The Real Guy Fawkes


The Real Guy Fawkes

by Nick Holland



I saw recently that there is a show about Guy Fawkes that I am quite excited to watch. Cause I love me some Jon SNNN…. *ehem*…. I enjoy the theatrical performances of Kit Harrington.  So, this book was at the top of my list to get to. I was not disappointed. Nick Holland did an excellent job fleshing out Guy Fawkes!  

I really didn’t know anything about Guy Fawkes besides he was about to blow up British Parliament and got caught.  The historical record is not really full or mentions of his early life, but Holland brings together evidence of his contemporaries that paints a very vivid picture of the circumstances that brought the re-known Guy Fawkes into existence.  

This book details the struggles of Catholics and Protestants vying for power and what people were willing to risk for their religious beliefs.  Paranoia ruled Mary Queen of Scots, Elizabeth I, and then King James I.  Plots were abound in all three courts, so the paranoia was not without reason. However, the harshness in which they punished plotters did nothing but make things worse.

Guy and his ability as a linguist and an accomplished soldier is discussed as well as his orchestration of the legendary plot.  Obviously, he was not alone this and everyone else is also discussed.
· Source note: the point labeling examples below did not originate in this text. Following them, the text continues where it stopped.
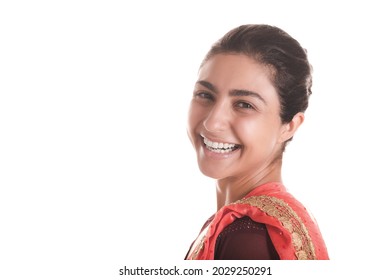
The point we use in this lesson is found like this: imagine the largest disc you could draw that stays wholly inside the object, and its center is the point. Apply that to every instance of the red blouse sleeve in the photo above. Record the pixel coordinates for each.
(245, 239)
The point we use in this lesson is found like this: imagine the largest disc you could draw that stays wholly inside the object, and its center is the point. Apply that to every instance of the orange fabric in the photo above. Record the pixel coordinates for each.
(294, 233)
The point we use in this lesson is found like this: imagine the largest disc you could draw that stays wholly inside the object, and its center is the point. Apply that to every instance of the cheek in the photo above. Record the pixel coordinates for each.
(257, 133)
(195, 116)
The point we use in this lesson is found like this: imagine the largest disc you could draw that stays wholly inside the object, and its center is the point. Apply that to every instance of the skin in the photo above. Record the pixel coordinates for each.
(234, 101)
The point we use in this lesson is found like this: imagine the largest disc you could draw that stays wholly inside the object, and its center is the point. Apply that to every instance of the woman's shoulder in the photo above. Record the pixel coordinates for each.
(244, 239)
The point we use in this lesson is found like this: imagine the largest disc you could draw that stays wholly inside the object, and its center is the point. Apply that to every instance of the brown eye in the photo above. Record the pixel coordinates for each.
(244, 105)
(204, 95)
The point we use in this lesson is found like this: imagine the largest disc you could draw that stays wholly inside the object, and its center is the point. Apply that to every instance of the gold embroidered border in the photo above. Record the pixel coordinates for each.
(303, 245)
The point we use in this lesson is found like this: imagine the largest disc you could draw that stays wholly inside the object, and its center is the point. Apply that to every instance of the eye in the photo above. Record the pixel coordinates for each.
(244, 105)
(204, 95)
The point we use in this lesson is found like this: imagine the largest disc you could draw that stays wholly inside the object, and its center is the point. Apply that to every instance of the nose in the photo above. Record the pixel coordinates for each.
(217, 119)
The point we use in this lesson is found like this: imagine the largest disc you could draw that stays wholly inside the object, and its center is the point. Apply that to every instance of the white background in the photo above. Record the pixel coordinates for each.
(96, 171)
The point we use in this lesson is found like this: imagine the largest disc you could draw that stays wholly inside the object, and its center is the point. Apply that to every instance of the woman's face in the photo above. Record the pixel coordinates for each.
(234, 123)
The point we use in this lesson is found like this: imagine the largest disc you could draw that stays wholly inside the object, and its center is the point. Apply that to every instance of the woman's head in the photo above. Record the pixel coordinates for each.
(287, 60)
(248, 101)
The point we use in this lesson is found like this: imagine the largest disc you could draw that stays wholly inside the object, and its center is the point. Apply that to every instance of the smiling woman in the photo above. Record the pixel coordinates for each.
(249, 100)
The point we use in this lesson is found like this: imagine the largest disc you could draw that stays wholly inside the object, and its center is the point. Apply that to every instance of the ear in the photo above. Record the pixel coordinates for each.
(288, 130)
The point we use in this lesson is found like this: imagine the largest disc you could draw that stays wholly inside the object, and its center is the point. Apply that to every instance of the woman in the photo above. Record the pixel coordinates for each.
(248, 102)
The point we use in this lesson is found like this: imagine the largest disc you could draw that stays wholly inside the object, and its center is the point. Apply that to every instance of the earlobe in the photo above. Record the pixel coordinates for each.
(290, 128)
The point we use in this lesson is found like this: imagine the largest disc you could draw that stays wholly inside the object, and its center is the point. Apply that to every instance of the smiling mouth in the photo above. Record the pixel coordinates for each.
(218, 147)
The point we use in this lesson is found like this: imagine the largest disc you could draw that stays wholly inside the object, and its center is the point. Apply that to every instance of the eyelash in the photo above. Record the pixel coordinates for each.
(206, 96)
(244, 105)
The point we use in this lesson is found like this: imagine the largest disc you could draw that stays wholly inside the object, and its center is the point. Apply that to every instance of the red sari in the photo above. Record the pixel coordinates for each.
(294, 233)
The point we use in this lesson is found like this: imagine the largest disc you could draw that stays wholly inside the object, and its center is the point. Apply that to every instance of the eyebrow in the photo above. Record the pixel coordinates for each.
(234, 92)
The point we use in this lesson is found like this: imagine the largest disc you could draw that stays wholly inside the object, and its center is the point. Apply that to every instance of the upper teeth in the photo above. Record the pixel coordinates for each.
(217, 145)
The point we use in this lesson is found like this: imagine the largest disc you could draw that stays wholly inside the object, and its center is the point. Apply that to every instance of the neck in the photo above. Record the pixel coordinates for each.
(232, 189)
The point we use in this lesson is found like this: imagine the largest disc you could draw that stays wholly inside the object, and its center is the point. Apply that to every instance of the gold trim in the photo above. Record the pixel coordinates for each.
(272, 206)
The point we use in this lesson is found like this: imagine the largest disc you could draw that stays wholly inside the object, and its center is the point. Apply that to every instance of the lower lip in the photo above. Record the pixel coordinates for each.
(215, 155)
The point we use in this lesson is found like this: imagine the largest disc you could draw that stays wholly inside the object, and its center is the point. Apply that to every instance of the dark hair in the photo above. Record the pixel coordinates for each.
(271, 46)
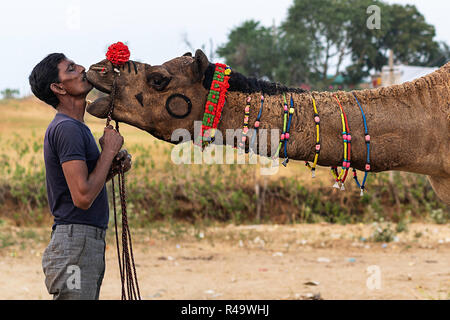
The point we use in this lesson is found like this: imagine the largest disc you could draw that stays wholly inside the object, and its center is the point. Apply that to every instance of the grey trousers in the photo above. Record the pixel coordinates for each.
(74, 262)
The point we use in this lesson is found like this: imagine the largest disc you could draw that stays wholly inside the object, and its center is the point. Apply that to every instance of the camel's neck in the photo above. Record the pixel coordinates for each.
(400, 126)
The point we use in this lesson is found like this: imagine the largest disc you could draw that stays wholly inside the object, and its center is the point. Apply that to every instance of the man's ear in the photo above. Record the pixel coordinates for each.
(199, 65)
(57, 88)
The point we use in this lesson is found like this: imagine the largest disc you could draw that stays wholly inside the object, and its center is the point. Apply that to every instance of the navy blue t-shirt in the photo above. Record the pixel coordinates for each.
(69, 139)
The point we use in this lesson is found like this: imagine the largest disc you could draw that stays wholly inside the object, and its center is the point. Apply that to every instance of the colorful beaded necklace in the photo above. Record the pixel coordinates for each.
(317, 148)
(214, 104)
(256, 125)
(245, 129)
(347, 144)
(367, 139)
(286, 126)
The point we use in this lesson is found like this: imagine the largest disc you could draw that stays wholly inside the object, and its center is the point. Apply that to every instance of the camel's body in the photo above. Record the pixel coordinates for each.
(409, 124)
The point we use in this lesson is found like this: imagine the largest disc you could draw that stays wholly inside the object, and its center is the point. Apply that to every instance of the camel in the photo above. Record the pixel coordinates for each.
(409, 124)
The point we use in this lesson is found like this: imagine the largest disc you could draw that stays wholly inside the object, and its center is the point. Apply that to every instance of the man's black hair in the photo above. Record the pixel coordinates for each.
(43, 75)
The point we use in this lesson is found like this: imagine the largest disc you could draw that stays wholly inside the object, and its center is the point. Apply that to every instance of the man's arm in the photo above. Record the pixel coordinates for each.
(84, 187)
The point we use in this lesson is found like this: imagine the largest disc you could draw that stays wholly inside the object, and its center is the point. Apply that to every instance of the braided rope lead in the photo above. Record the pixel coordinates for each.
(127, 261)
(367, 139)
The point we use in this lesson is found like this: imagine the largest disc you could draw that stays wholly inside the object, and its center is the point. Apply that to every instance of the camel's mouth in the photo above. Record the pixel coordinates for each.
(91, 77)
(100, 107)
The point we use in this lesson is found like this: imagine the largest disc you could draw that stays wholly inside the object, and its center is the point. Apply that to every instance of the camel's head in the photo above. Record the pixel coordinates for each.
(157, 99)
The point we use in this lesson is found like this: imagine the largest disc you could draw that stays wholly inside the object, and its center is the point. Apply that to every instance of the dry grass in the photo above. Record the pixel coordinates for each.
(27, 119)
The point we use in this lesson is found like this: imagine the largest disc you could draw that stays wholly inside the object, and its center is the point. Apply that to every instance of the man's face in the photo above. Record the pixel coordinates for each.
(73, 78)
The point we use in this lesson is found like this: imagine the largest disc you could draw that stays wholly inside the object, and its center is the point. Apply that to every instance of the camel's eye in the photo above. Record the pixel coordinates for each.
(158, 81)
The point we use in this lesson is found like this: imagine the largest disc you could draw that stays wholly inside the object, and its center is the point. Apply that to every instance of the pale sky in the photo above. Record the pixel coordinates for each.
(154, 30)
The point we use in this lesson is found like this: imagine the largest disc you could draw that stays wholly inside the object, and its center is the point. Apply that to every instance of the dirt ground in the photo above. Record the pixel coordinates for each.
(300, 261)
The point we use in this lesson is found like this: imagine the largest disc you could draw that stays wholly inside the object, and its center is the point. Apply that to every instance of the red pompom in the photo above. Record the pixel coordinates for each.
(118, 53)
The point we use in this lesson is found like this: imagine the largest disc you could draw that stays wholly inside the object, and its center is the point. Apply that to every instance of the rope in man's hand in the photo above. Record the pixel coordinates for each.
(117, 54)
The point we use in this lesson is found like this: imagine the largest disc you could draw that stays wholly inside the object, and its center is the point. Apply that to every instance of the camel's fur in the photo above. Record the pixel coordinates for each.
(409, 124)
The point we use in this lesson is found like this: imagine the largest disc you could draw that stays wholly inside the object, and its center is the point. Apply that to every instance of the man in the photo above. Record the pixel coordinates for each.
(76, 173)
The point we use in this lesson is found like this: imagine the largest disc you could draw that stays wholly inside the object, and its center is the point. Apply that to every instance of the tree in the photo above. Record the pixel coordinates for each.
(323, 39)
(252, 50)
(10, 93)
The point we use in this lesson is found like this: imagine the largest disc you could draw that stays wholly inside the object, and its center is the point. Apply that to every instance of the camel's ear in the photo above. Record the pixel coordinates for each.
(200, 64)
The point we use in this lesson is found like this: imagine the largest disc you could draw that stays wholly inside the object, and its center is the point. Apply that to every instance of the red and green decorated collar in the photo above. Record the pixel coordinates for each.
(214, 104)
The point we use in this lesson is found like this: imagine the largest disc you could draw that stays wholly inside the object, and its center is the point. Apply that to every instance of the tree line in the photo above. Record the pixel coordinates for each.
(321, 40)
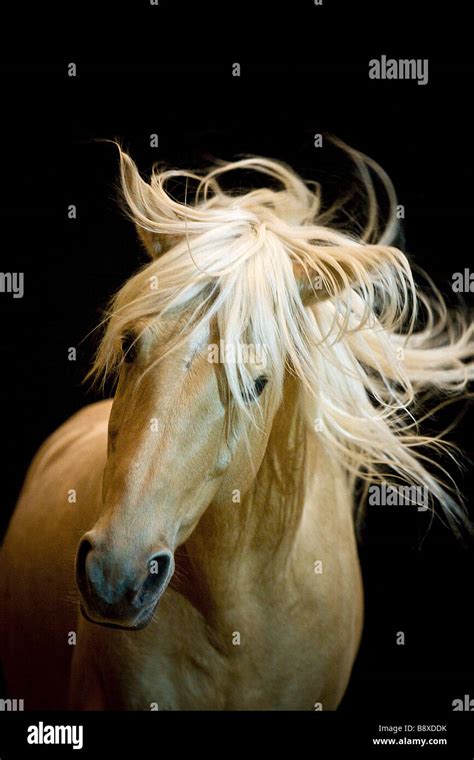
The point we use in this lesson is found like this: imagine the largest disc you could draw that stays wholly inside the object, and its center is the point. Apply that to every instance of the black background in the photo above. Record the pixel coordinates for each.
(415, 581)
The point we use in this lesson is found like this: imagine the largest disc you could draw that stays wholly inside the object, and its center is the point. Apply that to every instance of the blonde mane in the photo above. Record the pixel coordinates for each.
(335, 305)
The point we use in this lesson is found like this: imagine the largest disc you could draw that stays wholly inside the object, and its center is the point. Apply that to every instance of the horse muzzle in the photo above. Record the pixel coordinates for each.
(116, 590)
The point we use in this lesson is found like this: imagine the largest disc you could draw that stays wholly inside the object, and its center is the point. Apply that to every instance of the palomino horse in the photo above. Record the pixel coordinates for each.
(191, 544)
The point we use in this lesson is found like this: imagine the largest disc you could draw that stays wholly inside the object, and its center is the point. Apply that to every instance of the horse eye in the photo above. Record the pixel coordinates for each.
(259, 385)
(129, 347)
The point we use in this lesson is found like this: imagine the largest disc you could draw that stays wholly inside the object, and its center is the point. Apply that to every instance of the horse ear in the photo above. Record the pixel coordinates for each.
(316, 287)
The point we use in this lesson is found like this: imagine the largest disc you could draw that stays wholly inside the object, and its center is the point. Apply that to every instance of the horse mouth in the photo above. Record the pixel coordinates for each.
(141, 621)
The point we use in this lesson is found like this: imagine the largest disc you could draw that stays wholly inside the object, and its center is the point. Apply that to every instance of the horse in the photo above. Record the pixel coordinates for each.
(191, 544)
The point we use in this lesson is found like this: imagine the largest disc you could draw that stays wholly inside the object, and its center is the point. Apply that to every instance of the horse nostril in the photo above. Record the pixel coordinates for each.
(158, 573)
(84, 548)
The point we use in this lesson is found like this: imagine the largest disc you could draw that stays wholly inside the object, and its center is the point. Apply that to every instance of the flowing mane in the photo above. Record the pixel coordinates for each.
(332, 303)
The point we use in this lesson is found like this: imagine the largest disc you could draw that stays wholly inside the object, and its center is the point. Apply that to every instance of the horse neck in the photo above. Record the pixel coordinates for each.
(248, 540)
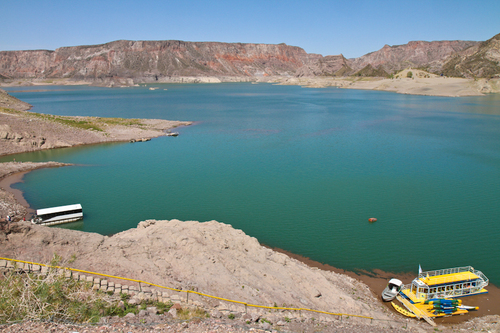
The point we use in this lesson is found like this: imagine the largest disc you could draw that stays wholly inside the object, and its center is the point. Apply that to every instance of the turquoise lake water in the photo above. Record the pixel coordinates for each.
(300, 169)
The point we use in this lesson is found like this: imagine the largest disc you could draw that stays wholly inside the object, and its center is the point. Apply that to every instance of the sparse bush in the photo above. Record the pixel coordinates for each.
(56, 298)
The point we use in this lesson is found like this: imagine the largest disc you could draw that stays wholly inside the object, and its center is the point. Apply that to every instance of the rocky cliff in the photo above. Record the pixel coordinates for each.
(129, 62)
(481, 60)
(153, 60)
(430, 55)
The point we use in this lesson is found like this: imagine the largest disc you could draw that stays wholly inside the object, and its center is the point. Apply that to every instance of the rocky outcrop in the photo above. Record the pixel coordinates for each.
(10, 102)
(316, 65)
(208, 257)
(482, 60)
(414, 54)
(153, 60)
(127, 62)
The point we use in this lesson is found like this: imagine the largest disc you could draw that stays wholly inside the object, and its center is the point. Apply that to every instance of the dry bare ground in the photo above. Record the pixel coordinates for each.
(210, 257)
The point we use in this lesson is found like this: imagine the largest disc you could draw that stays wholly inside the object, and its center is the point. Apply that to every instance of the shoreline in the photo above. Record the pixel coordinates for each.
(422, 83)
(375, 281)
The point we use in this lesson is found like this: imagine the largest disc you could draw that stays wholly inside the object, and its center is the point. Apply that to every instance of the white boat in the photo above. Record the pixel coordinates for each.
(58, 215)
(445, 283)
(392, 290)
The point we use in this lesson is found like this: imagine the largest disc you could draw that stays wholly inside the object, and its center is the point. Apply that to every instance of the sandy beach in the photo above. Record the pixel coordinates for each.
(421, 83)
(13, 202)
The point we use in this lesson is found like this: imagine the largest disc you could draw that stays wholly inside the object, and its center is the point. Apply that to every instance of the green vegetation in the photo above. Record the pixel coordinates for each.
(187, 314)
(86, 123)
(56, 298)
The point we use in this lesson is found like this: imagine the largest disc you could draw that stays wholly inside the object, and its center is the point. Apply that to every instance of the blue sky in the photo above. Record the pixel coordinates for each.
(350, 27)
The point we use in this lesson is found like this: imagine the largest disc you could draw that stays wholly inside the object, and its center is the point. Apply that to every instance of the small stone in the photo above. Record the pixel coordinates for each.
(266, 326)
(216, 314)
(173, 312)
(152, 309)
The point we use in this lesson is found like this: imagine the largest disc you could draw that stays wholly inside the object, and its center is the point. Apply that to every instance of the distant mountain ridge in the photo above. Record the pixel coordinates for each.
(163, 61)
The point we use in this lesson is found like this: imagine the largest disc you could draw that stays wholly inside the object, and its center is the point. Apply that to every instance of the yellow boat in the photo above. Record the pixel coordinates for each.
(445, 283)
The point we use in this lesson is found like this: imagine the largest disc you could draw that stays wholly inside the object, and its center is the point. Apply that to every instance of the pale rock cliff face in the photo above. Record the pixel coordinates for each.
(153, 60)
(317, 65)
(127, 62)
(414, 54)
(482, 60)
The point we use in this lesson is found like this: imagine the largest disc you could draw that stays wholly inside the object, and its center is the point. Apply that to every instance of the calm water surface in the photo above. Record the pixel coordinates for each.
(299, 169)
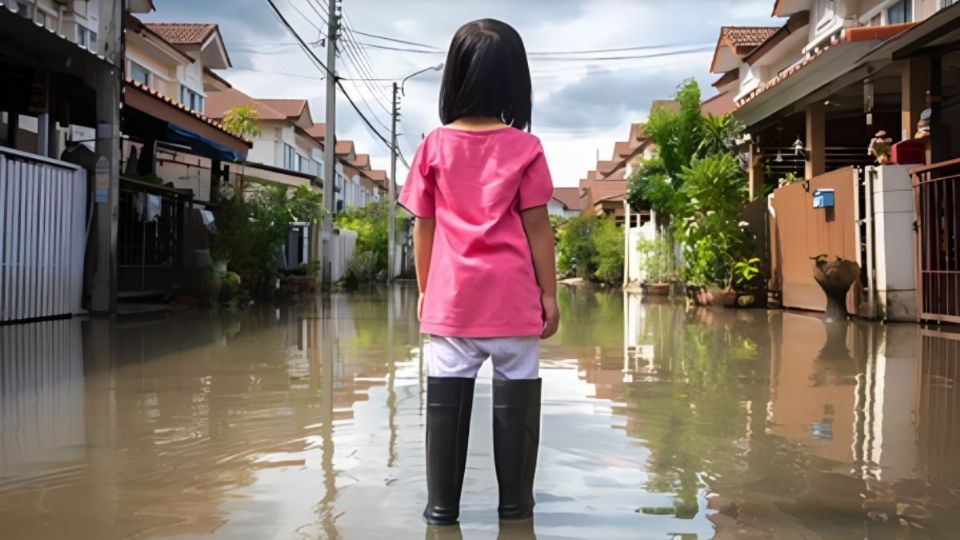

The backdrop for Guy is the main focus here.  All the players and political maneuvers that moves Guy to his final path.  Also, the introduction of gunpowder and its impression on James I, who would be in power when the plot to blow parliament up would be in place.  All of this is brought together seamlessly.  Even if the show is bad, I’m glad I read the book.  Excellent!  

Book Blurb:

Guy Fawkes, born in York in 1570, is one of the key figures in British history, taking a central role in a plot that would have destroyed the ruling class and changed the nation forever. Today protesters wear his mask, families burn his effigy, and he is an instantly recognisable name and face. But just who was the real Guy Fawkes? In this new book, we take an exciting look at the flesh and blood person behind the myth. We find out what radicalised the man who was born a Protestant, and yet planned mass murder for the Catholic cause. The book takes a fresh look at Guy’s early life in York and beyond, and examines how that led to him becoming a Catholic mercenary and a key member of the 1605 Gunpowder treason.

This fresh new biography of Guy’s life removes the layers of complexity that can cloud the British history of this time: an era when fearful Catholics hid in tiny priest holes, government spies were everywhere, and even your closest friends could send you to be hung, drawn and quartered. Guy and his conspirators were prepared to risk everything and endanger everyone, but were they fanatics, freedom fighters, or fools? This explosive read, accompanied with beautiful illustrations, is accessible and engaging, combining contemporary accounts with modern analysis to reveal new motivations behind Guy’s actions.